Warta

Pesantren Al-Hikmah Brebes, Tradisional yang Bernuansa Modern

Ahad, 13 Juli 2008 | 23:30 WIB

Brebes, NU Online
Perjalanan menuju Pondok Pesantren Al-Hikmah 2 Desa Benda, Kec. Sirampog Kab. Brebes tempat berlangsungnya Konferensi Wilayah (Konferwil) ke-13 Nahdlatul Ulama (NU) Jawa Tengah sungguh melelahkan. Pasalnya pondok ini jauh terpencil dari keramaian kota.

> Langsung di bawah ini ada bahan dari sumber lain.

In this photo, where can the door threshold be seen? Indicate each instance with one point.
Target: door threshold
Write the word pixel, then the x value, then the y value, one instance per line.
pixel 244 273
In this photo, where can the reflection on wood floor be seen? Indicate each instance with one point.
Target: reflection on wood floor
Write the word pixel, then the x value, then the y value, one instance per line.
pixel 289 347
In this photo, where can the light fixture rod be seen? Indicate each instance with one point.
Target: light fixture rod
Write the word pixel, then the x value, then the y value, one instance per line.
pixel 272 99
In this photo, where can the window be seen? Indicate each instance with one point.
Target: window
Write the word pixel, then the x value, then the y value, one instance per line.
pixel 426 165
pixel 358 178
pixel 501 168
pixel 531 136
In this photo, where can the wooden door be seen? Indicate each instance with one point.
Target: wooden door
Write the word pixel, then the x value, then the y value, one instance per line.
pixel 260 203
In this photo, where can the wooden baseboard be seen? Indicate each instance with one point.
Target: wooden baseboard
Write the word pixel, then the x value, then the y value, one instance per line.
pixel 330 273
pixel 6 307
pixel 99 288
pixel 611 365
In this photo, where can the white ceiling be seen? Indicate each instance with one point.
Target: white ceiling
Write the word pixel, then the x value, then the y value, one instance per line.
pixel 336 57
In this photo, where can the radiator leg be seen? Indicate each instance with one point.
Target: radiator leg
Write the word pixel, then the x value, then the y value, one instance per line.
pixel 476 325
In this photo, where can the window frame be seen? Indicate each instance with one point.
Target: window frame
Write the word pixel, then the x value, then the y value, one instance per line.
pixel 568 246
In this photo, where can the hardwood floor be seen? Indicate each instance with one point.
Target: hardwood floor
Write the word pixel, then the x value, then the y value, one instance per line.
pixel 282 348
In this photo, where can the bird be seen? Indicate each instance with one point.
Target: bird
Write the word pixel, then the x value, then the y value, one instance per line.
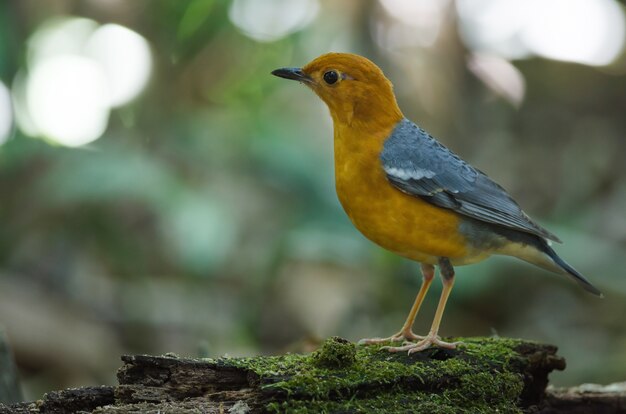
pixel 410 194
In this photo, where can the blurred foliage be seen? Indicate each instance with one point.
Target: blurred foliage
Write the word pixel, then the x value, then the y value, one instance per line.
pixel 204 221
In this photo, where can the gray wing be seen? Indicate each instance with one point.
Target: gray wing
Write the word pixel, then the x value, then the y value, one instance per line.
pixel 419 165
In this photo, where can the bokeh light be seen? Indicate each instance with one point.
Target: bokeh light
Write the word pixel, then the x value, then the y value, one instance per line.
pixel 6 113
pixel 421 22
pixel 67 100
pixel 590 32
pixel 126 60
pixel 79 71
pixel 271 20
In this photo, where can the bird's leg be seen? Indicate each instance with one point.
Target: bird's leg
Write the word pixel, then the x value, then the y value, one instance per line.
pixel 406 333
pixel 447 276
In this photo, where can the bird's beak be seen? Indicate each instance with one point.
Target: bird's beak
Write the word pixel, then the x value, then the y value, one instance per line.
pixel 293 74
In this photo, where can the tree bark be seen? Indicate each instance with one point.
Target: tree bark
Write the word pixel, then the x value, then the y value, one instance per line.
pixel 486 374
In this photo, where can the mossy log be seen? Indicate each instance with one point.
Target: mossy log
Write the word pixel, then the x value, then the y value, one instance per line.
pixel 484 375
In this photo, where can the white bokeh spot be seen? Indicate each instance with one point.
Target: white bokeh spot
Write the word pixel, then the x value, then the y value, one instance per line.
pixel 67 100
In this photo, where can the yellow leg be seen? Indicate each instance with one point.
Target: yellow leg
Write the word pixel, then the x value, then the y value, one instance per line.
pixel 406 333
pixel 447 275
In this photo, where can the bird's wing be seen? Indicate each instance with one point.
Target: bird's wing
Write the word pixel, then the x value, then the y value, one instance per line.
pixel 419 165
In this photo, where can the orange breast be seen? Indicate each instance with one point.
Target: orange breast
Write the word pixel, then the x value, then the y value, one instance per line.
pixel 390 218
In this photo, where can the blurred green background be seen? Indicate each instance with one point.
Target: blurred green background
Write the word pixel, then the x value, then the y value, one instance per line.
pixel 161 192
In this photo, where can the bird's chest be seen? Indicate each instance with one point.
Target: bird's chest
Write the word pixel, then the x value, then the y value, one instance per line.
pixel 396 221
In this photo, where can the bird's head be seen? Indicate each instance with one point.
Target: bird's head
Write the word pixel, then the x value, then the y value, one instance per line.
pixel 354 88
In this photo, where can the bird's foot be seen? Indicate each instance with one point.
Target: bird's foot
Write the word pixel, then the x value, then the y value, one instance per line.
pixel 428 341
pixel 404 335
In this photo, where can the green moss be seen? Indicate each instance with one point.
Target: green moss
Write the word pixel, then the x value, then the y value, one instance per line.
pixel 340 377
pixel 335 353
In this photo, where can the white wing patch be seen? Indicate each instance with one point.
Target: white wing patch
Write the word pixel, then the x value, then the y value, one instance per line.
pixel 409 173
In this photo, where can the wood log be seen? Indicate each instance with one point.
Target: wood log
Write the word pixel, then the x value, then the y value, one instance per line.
pixel 484 375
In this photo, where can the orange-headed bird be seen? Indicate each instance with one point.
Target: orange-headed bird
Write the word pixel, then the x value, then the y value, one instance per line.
pixel 411 195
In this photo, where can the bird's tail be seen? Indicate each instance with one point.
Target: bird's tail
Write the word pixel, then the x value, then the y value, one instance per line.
pixel 570 271
pixel 536 250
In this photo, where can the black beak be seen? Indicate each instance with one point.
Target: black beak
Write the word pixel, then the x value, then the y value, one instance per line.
pixel 293 74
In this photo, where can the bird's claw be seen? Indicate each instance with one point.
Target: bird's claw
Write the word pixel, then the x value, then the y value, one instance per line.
pixel 406 336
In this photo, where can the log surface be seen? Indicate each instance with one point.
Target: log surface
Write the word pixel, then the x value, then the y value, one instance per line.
pixel 485 374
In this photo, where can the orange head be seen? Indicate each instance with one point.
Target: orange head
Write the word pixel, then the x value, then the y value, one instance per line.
pixel 354 88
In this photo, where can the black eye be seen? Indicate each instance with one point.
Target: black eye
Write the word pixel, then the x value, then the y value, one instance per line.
pixel 331 77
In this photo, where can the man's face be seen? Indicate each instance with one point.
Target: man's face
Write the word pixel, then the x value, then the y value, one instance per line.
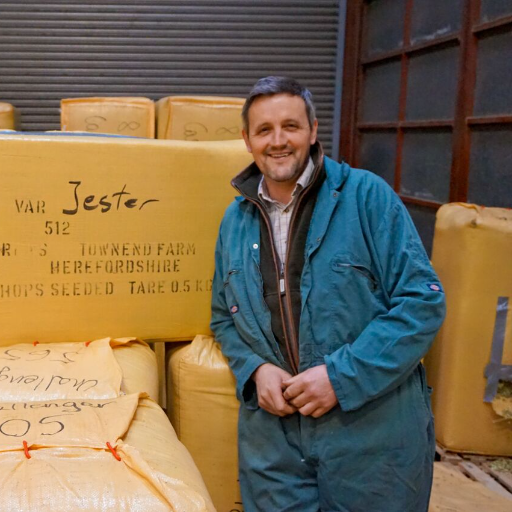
pixel 279 136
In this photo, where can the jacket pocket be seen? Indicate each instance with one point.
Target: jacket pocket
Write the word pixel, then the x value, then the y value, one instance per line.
pixel 346 265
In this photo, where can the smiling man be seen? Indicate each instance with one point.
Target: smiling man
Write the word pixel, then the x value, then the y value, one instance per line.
pixel 324 302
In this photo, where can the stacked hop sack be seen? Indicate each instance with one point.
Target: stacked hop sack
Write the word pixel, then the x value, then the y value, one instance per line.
pixel 75 434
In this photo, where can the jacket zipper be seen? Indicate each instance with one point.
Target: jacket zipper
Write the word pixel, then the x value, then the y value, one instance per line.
pixel 295 369
pixel 291 324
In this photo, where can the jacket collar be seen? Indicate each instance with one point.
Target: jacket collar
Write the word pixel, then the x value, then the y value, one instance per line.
pixel 248 180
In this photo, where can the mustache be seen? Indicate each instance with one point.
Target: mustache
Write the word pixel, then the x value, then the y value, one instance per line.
pixel 278 149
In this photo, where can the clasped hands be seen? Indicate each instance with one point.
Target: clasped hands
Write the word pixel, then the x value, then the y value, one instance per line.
pixel 310 392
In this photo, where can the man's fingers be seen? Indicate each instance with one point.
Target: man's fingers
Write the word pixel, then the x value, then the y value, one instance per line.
pixel 293 390
pixel 298 401
pixel 308 409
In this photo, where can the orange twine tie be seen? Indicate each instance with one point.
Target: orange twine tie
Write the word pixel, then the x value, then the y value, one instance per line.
pixel 114 453
pixel 25 449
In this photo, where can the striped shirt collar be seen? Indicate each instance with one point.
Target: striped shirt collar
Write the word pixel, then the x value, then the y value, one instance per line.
pixel 302 183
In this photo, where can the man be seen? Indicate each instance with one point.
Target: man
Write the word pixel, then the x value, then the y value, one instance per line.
pixel 324 302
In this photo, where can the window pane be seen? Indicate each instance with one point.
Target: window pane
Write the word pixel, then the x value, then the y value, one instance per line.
pixel 493 93
pixel 492 9
pixel 381 92
pixel 426 165
pixel 384 29
pixel 424 219
pixel 432 85
pixel 490 176
pixel 378 154
pixel 434 18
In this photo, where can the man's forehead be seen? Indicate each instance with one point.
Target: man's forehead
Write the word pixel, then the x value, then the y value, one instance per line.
pixel 275 105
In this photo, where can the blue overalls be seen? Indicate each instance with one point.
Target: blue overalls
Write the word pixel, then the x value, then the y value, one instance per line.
pixel 371 306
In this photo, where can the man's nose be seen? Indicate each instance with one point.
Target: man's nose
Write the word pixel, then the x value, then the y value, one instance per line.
pixel 279 137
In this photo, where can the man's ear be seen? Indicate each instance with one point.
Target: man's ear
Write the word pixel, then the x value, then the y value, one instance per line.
pixel 314 131
pixel 246 140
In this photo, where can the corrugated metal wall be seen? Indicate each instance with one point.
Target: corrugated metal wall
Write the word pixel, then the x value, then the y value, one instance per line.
pixel 68 48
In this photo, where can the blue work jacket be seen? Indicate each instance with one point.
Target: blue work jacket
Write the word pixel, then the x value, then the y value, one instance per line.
pixel 371 303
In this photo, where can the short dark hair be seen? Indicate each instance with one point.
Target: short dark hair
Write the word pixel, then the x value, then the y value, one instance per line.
pixel 271 85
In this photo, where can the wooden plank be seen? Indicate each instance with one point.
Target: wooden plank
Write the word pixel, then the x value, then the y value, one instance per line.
pixel 503 477
pixel 477 474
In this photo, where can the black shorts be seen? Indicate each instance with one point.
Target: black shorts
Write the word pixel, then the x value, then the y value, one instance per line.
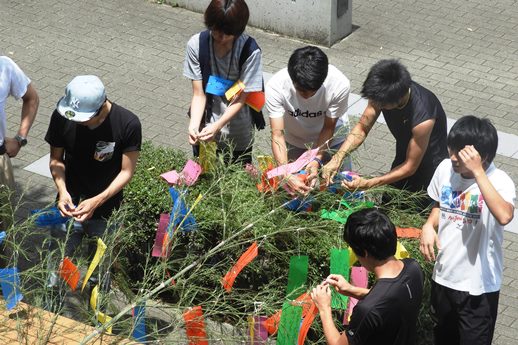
pixel 461 318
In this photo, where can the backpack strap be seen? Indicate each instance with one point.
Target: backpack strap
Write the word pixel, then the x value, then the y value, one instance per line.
pixel 248 48
pixel 204 59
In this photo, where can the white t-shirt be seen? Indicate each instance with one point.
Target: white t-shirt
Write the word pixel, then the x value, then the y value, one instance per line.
pixel 13 82
pixel 240 130
pixel 470 258
pixel 304 118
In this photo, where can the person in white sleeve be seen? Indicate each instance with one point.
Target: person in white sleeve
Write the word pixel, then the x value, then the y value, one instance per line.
pixel 474 200
pixel 307 105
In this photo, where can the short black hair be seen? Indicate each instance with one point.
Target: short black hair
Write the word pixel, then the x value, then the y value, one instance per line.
pixel 227 16
pixel 387 82
pixel 472 130
pixel 308 68
pixel 370 230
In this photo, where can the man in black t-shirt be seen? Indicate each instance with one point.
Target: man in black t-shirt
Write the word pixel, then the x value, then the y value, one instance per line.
pixel 387 312
pixel 94 147
pixel 415 118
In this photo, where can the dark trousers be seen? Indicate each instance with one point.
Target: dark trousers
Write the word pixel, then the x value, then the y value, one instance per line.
pixel 462 318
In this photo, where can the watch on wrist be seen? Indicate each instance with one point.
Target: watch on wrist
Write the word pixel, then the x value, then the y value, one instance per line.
pixel 21 140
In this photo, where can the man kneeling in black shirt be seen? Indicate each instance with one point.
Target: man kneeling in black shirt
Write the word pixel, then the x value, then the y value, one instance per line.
pixel 387 312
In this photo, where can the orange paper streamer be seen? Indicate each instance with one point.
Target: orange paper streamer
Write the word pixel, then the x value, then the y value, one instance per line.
pixel 69 272
pixel 195 326
pixel 256 100
pixel 245 259
pixel 272 323
pixel 408 232
pixel 308 321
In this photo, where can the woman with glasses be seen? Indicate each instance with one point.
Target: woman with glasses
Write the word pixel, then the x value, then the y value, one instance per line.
pixel 215 60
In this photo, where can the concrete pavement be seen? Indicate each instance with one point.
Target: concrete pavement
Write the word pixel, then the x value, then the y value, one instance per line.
pixel 464 51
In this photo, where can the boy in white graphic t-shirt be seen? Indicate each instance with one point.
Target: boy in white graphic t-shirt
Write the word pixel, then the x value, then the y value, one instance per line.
pixel 474 201
pixel 307 104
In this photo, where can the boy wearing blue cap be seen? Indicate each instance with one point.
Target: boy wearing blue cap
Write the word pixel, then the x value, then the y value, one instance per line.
pixel 94 147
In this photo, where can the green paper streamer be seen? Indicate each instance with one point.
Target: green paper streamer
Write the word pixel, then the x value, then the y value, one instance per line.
pixel 297 275
pixel 289 324
pixel 339 265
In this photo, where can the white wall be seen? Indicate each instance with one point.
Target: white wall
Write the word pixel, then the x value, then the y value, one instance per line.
pixel 313 20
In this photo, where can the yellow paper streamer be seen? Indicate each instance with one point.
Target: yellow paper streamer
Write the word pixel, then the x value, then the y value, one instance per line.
pixel 234 90
pixel 401 252
pixel 208 155
pixel 101 248
pixel 101 317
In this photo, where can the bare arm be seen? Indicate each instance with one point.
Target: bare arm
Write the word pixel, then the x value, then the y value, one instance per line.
pixel 86 208
pixel 30 105
pixel 502 210
pixel 321 295
pixel 29 109
pixel 416 149
pixel 212 129
pixel 198 102
pixel 355 138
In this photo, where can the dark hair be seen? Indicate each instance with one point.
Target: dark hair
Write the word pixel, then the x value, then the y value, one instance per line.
pixel 227 16
pixel 471 130
pixel 308 68
pixel 370 230
pixel 387 82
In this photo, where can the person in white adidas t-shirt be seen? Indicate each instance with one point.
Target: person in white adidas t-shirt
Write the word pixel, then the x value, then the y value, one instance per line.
pixel 474 201
pixel 307 105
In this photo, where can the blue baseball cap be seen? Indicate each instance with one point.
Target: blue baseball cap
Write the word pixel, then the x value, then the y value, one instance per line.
pixel 84 96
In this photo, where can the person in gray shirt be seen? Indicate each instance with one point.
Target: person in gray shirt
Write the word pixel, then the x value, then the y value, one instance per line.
pixel 212 117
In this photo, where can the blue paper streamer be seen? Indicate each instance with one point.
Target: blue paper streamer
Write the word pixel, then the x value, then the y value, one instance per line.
pixel 10 282
pixel 139 329
pixel 48 217
pixel 179 212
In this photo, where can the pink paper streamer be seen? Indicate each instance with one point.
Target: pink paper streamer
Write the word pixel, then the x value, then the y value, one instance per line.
pixel 359 278
pixel 172 177
pixel 294 167
pixel 160 235
pixel 191 172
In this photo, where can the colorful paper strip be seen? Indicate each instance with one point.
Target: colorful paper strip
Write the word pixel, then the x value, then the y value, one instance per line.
pixel 158 247
pixel 290 323
pixel 190 173
pixel 307 322
pixel 339 265
pixel 101 248
pixel 247 257
pixel 294 167
pixel 401 251
pixel 297 275
pixel 69 272
pixel 10 282
pixel 408 232
pixel 272 323
pixel 208 156
pixel 195 326
pixel 139 323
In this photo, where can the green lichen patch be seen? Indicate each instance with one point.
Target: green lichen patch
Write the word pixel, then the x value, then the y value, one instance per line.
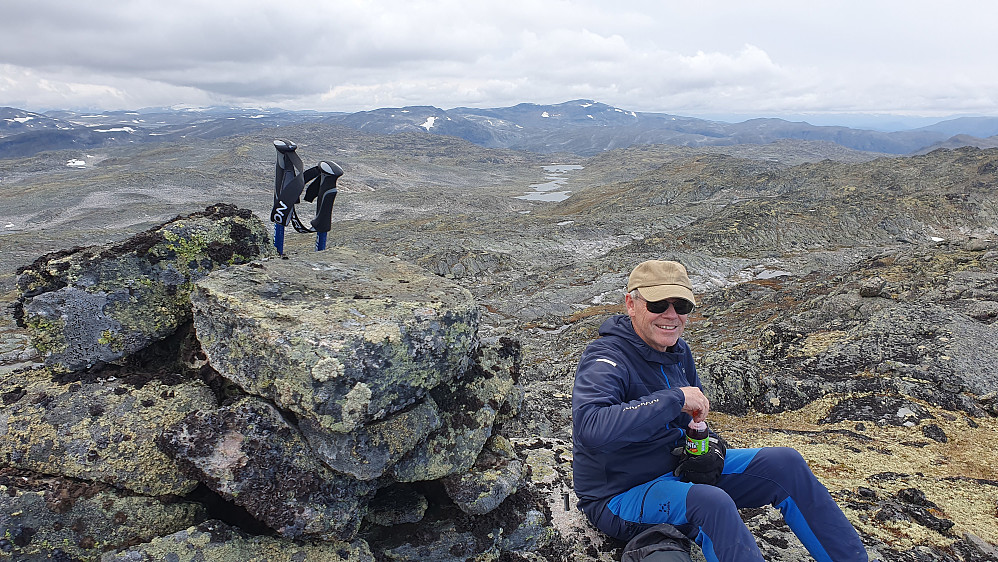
pixel 101 303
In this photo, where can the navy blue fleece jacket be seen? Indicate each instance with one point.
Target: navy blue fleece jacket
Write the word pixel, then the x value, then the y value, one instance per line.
pixel 626 412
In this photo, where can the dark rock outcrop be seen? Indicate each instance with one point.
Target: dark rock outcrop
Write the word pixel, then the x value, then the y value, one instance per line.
pixel 100 304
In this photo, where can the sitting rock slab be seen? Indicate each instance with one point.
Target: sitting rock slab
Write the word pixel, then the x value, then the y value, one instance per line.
pixel 248 453
pixel 342 337
pixel 468 410
pixel 102 431
pixel 216 541
pixel 101 303
pixel 48 518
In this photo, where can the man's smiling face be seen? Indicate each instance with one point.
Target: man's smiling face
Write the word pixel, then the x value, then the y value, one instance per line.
pixel 660 331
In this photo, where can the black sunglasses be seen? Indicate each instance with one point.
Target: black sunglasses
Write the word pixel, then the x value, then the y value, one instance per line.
pixel 682 306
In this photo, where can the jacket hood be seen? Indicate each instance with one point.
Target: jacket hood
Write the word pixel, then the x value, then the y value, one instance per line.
pixel 620 326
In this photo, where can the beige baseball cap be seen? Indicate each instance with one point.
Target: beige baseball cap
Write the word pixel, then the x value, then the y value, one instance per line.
pixel 658 280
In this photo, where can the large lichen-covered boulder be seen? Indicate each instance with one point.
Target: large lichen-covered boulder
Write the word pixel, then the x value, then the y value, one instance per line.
pixel 101 303
pixel 368 451
pixel 216 541
pixel 341 337
pixel 248 453
pixel 468 410
pixel 430 440
pixel 49 518
pixel 103 430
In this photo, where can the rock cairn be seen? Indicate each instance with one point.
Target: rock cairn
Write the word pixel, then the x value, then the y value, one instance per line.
pixel 202 398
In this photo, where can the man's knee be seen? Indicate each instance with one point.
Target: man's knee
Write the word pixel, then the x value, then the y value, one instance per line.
pixel 673 556
pixel 660 543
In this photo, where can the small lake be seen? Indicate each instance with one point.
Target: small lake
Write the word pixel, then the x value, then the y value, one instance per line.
pixel 551 190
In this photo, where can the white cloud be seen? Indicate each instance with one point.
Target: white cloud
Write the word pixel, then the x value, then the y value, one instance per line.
pixel 714 56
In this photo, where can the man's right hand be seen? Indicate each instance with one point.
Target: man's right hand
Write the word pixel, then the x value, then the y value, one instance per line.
pixel 696 403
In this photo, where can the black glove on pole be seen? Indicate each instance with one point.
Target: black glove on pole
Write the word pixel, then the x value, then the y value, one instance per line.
pixel 701 469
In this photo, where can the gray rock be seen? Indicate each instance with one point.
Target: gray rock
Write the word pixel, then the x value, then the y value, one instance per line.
pixel 218 542
pixel 46 516
pixel 468 409
pixel 103 431
pixel 248 453
pixel 103 303
pixel 495 476
pixel 368 451
pixel 397 504
pixel 343 337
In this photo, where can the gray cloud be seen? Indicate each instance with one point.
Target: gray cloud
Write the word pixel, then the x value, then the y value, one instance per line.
pixel 724 56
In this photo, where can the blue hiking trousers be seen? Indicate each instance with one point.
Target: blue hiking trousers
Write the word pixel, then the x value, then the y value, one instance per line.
pixel 776 476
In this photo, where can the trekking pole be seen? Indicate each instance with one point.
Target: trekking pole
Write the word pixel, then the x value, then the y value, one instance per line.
pixel 288 186
pixel 329 172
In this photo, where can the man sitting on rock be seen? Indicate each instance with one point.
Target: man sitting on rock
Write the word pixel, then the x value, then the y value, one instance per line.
pixel 636 391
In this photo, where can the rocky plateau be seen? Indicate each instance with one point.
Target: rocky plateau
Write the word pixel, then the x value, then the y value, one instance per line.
pixel 174 390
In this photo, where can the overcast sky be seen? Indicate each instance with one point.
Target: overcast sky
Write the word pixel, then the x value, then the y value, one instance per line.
pixel 701 57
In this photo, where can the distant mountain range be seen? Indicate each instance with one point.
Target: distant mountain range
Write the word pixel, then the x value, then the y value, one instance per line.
pixel 582 127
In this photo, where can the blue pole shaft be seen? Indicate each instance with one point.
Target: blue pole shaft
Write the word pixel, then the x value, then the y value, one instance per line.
pixel 279 238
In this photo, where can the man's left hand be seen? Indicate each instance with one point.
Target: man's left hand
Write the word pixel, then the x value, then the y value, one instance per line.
pixel 705 468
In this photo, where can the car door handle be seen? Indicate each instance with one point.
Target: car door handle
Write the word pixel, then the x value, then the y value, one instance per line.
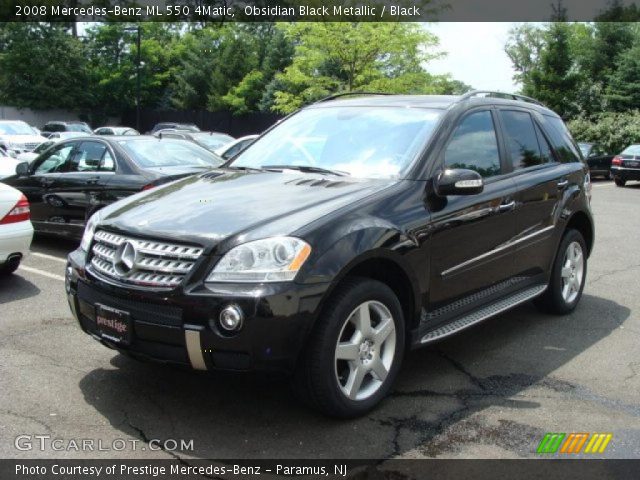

Meski jaraknya cukup jauh sekitar 75 Km dari Pusat Kota Brebes, namun nama pesantren sudah cukup dikenal secara luas, terutama bagi mereka yang ingin mendalami ilmu agama Islam. Jarak jadi terasa dekat.<>

Pesantren Al-Hikmah sudah ada sejak masa kolonial Belanda. Tepatnya berdiri pada tahun 1911. Sebagai pendirinya adalah (Alm.) KH Kholil bin Mahali. Sepeninggal KH Kholil kemudian diteruskan oleh KH Sukhaimi bin Abdul Ghoni. Dan saat sekarang Pesantren Al-Hikmah dilanjutkan oleh generasi ketiga yakni KH Masruri Abdul Mughni dan KH Labib Shodik.

Jumlah santri yang menimba ilmu agama di Pesantren Al-Hikmah semakin meningkat dari tahun ke tahun. Padahal, dulu ketika awal berdirinya cuma dihuni oleh puluhan santri. Sekarang jumlahnya sudah mencapai ribuan santri. Tak hanya santri lokal karena sebagian mereka berasal berbagai daerah di tanah air.

”Para santri Al-Hikmah banyak yang berasal dari luar Jawa, terutama Sumatera. Saat ini jumlahnya sekitar 6.000 orang. Mereka kami sediakan asrama dan ada juga kos di sekitar pondok,” kata KH Masruri Abdul Mughni yang kini menjabat Rais Syuriyah PWNU Jawa Tengah.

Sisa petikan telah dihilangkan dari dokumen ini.